ERCAP pode registrar salto de 135% em agosto

Os números apresentados pela Abradee revelam a magnitude da pressão financeira projetada para o segmento de distribuição. Pelas estimativas da entidade, o custo mensal do ERCAP deve saltar de R$ 192,53 milhões em julho para R$ 511,96 milhões em agosto, movimento que representa uma elevação de aproximadamente 135% em apenas um mês.

O aumento reflete a entrada em vigor dos novos Contratos de Reserva de Capacidade (CRCAP), firmados no âmbito dos leilões recentes voltados à expansão da potência firme do Sistema Interligado Nacional (SIN).

Em bases anualizadas, o impacto é ainda mais expressivo. As projeções originais do despacho tarifário apontavam necessidade de cobertura de R$ 3,58 bilhões. Com a incorporação dos novos contratos do LRCAP, o valor estimado sobe para R$ 6,17 bilhões, avanço de 72% sobre a previsão inicialmente considerada pela Aneel.

O crescimento acelerado dos encargos evidencia como os leilões de potência passaram a exercer influência direta sobre a dinâmica financeira das distribuidoras e sobre a estrutura tarifária do setor elétrico brasileiro.

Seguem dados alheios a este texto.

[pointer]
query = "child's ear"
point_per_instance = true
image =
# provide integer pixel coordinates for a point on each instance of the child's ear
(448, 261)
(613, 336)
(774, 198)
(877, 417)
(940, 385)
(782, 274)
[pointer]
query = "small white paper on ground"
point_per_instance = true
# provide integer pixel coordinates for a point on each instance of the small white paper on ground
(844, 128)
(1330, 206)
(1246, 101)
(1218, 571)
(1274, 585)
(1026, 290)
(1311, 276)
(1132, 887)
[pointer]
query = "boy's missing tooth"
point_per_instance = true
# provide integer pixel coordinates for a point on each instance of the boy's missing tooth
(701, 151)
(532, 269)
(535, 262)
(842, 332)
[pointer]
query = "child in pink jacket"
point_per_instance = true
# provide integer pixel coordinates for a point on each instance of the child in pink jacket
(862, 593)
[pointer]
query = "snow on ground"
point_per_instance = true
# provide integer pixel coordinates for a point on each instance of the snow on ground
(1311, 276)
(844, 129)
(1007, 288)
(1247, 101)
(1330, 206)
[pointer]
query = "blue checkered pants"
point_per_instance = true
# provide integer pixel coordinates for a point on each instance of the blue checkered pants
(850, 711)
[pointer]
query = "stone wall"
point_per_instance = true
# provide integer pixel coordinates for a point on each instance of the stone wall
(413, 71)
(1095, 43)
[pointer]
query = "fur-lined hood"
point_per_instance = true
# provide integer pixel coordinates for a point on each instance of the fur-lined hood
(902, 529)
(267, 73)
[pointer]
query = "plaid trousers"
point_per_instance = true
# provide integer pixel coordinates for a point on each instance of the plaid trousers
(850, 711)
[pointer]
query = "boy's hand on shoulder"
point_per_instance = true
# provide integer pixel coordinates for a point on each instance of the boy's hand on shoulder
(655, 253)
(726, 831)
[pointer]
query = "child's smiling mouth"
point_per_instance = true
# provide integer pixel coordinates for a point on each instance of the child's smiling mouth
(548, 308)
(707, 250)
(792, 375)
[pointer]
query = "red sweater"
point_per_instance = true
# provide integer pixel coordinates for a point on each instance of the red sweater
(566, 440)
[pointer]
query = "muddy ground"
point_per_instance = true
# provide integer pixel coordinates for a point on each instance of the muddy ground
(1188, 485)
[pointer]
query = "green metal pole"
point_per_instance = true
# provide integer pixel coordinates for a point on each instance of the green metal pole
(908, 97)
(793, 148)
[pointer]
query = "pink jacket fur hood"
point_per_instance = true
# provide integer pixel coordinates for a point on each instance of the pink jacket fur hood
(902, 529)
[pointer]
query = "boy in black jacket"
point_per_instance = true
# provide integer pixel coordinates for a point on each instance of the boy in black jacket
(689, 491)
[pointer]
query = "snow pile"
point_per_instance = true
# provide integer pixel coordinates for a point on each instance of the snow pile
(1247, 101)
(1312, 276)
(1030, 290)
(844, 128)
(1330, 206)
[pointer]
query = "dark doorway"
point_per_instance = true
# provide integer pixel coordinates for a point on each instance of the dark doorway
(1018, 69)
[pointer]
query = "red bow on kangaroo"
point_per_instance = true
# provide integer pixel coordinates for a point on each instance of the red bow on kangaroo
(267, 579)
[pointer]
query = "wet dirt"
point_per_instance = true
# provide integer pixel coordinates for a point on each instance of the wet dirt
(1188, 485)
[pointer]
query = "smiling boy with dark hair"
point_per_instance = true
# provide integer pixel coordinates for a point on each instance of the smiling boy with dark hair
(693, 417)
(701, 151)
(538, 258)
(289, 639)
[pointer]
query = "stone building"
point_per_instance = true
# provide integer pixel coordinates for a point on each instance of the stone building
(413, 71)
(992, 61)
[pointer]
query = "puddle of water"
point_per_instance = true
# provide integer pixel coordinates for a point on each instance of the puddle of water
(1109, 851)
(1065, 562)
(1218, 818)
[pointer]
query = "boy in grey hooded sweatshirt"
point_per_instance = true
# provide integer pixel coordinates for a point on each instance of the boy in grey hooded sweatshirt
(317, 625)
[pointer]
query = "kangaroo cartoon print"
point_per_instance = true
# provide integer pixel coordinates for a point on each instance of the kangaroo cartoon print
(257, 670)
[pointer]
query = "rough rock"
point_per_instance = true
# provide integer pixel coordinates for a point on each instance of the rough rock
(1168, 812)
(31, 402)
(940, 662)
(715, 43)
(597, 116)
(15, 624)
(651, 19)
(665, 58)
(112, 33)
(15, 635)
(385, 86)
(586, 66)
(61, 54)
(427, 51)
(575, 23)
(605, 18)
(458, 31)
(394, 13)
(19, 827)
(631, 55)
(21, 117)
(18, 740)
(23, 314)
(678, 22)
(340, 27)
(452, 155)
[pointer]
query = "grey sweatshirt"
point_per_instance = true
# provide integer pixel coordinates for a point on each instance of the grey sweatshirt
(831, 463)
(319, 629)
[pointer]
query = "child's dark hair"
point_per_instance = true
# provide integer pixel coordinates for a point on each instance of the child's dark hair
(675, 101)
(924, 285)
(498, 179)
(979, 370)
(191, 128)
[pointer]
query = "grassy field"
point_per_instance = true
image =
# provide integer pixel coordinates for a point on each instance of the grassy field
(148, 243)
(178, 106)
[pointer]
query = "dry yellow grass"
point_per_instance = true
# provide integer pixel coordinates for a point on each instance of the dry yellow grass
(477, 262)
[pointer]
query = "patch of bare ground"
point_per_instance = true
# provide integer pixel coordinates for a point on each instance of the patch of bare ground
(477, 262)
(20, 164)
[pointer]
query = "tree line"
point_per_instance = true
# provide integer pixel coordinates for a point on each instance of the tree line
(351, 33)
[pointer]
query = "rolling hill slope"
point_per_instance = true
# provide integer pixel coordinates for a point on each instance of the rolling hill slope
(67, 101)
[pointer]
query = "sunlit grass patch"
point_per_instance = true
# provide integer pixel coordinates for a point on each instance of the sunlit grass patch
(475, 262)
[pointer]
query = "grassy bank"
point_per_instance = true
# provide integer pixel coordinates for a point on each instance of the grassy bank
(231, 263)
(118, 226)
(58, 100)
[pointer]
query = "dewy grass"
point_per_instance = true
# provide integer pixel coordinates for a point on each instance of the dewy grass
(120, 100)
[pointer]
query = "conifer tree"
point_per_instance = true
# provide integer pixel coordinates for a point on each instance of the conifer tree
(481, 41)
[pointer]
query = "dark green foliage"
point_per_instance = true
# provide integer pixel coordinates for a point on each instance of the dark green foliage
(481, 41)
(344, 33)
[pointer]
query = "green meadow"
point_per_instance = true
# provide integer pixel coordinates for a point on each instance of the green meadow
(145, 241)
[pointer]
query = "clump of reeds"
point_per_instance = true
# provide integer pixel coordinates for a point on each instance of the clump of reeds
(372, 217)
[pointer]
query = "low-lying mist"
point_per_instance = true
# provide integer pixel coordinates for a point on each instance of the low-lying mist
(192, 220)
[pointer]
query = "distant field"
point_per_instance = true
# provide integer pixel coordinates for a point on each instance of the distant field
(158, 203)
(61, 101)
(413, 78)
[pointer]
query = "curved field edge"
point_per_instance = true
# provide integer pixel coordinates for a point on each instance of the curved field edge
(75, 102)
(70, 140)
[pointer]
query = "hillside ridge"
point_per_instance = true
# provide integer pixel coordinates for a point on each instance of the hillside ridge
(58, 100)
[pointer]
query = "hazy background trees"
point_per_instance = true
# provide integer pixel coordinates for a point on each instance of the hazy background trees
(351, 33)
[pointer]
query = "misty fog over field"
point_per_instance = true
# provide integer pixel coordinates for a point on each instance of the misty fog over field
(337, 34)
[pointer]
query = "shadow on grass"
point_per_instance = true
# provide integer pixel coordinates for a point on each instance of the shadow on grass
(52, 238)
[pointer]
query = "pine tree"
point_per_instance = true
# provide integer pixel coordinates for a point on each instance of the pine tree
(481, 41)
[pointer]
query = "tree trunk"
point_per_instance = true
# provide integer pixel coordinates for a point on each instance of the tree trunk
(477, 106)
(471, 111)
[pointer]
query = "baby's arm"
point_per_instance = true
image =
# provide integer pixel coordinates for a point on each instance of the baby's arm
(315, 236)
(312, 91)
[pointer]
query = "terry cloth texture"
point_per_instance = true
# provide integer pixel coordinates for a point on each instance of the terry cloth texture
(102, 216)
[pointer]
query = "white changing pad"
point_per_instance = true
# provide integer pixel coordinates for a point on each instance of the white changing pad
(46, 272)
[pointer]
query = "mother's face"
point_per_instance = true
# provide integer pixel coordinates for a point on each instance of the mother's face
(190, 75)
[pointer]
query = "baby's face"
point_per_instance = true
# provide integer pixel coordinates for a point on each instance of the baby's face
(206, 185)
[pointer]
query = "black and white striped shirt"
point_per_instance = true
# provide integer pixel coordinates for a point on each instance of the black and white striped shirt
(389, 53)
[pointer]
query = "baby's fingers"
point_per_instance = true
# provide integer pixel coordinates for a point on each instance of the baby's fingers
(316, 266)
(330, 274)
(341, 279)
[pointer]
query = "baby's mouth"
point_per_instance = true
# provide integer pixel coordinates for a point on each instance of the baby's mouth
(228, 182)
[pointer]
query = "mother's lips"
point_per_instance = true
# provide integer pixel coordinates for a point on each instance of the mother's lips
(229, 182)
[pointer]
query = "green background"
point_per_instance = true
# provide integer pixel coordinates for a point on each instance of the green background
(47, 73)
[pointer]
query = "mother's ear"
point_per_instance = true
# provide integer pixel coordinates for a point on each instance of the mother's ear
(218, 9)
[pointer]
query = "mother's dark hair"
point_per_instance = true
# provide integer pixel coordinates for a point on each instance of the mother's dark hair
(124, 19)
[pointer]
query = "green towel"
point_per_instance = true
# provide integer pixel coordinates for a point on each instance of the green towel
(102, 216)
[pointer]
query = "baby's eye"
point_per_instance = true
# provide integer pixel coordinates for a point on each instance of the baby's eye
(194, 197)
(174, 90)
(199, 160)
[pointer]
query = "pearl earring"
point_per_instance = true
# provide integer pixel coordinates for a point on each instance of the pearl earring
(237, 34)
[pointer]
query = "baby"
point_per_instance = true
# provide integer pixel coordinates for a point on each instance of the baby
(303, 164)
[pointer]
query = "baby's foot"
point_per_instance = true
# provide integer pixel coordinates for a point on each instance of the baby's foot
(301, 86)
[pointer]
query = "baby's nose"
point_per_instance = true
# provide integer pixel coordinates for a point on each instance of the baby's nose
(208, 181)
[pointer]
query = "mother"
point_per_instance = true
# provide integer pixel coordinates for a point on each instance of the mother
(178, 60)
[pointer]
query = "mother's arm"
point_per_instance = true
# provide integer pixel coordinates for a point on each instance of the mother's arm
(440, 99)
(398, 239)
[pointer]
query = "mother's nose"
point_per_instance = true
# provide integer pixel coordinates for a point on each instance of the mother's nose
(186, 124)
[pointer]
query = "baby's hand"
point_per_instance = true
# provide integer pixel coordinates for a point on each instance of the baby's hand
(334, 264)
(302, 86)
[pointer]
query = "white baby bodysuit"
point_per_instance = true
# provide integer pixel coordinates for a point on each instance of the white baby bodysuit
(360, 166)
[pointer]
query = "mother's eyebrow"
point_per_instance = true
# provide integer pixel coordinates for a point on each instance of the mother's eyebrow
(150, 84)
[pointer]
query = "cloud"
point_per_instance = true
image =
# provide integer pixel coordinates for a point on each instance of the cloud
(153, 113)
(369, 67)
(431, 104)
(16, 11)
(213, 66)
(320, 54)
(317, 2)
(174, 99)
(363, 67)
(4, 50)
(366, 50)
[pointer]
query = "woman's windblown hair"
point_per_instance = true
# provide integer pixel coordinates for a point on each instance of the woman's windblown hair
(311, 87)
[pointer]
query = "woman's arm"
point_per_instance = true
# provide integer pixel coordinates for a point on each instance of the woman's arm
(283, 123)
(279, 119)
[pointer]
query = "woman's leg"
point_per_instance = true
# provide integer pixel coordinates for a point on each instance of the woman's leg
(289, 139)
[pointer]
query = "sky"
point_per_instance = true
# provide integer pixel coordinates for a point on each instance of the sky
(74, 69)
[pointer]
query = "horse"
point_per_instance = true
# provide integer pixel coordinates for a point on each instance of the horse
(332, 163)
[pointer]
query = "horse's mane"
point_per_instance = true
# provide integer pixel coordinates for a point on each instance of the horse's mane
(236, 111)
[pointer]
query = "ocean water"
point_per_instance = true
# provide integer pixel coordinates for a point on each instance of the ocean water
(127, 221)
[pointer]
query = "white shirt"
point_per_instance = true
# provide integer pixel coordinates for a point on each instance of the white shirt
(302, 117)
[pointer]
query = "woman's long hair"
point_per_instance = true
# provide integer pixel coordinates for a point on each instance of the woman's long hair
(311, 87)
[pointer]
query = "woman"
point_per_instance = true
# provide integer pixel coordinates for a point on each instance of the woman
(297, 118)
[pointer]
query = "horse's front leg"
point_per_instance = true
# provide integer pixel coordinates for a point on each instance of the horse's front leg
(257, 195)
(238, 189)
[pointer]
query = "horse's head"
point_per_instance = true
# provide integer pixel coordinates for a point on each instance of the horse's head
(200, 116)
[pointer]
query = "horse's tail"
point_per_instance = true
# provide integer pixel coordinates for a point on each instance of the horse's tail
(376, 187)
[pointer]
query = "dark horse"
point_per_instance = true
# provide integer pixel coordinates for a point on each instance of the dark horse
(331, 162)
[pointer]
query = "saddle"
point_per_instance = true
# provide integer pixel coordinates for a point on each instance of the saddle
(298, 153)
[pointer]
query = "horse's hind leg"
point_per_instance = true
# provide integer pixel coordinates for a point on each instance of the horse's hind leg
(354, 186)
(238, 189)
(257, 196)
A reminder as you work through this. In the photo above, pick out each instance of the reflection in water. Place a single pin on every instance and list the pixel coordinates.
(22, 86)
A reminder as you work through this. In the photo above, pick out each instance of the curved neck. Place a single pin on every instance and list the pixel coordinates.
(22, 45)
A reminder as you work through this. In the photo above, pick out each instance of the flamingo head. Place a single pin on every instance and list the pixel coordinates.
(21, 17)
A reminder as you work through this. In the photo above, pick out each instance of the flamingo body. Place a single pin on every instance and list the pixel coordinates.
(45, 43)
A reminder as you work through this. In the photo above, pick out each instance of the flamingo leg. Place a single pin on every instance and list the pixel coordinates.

Distribuidoras tentam evitar pressão futura sobre tarifas

Além do impacto imediato sobre o caixa das concessionárias, a Abradee argumenta que a postergação do reconhecimento regulatório poderá gerar custos adicionais para os consumidores no próximo ciclo tarifário. Isso porque os valores não cobertos em 2026 seriam posteriormente compensados pela CVA Encargos, mecanismo que incorpora atualização monetária pela taxa Selic.

Na prática, a ausência de repasse imediato ampliaria o custo financeiro acumulado do setor e elevaria o montante a ser recuperado nas tarifas futuras. No documento protocolado junto à Aneel, a associação sustenta que a revisão do despacho é necessária tanto para preservar o equilíbrio econômico-financeiro das distribuidoras quanto para reduzir impactos tarifários posteriores ao consumidor final.

A entidade acrescenta que a medida busca minimizar o descasamento financeiro e evitar que os custos sejam transferidos posteriormente aos consumidores com incidência de juros.

Debate reforça pressão sobre sustentabilidade dos encargos setoriais

O episódio amplia o debate sobre o crescimento estrutural dos encargos setoriais associados à contratação de potência no Brasil. A expansão dos mecanismos de reserva de capacidade vem sendo defendida pelo governo e pelo operador do sistema como instrumento essencial para garantir segurança energética diante do avanço das fontes renováveis intermitentes.

Por outro lado, agentes do mercado alertam para o aumento gradual dos custos sistêmicos embutidos na tarifa de energia, especialmente em um ambiente marcado pela contratação crescente de térmicas flexíveis para suporte à operação do SIN.

A decisão da Aneel sobre o pleito da Abradee deverá servir como importante sinal regulatório sobre a gestão financeira do ERCAP e sobre a forma como os custos dos leilões de potência serão absorvidos pelo setor nos próximos ciclos tarifários. A expectativa é que a agência se manifeste após a conclusão formal da adjudicação dos leilões, prevista para o final de maio.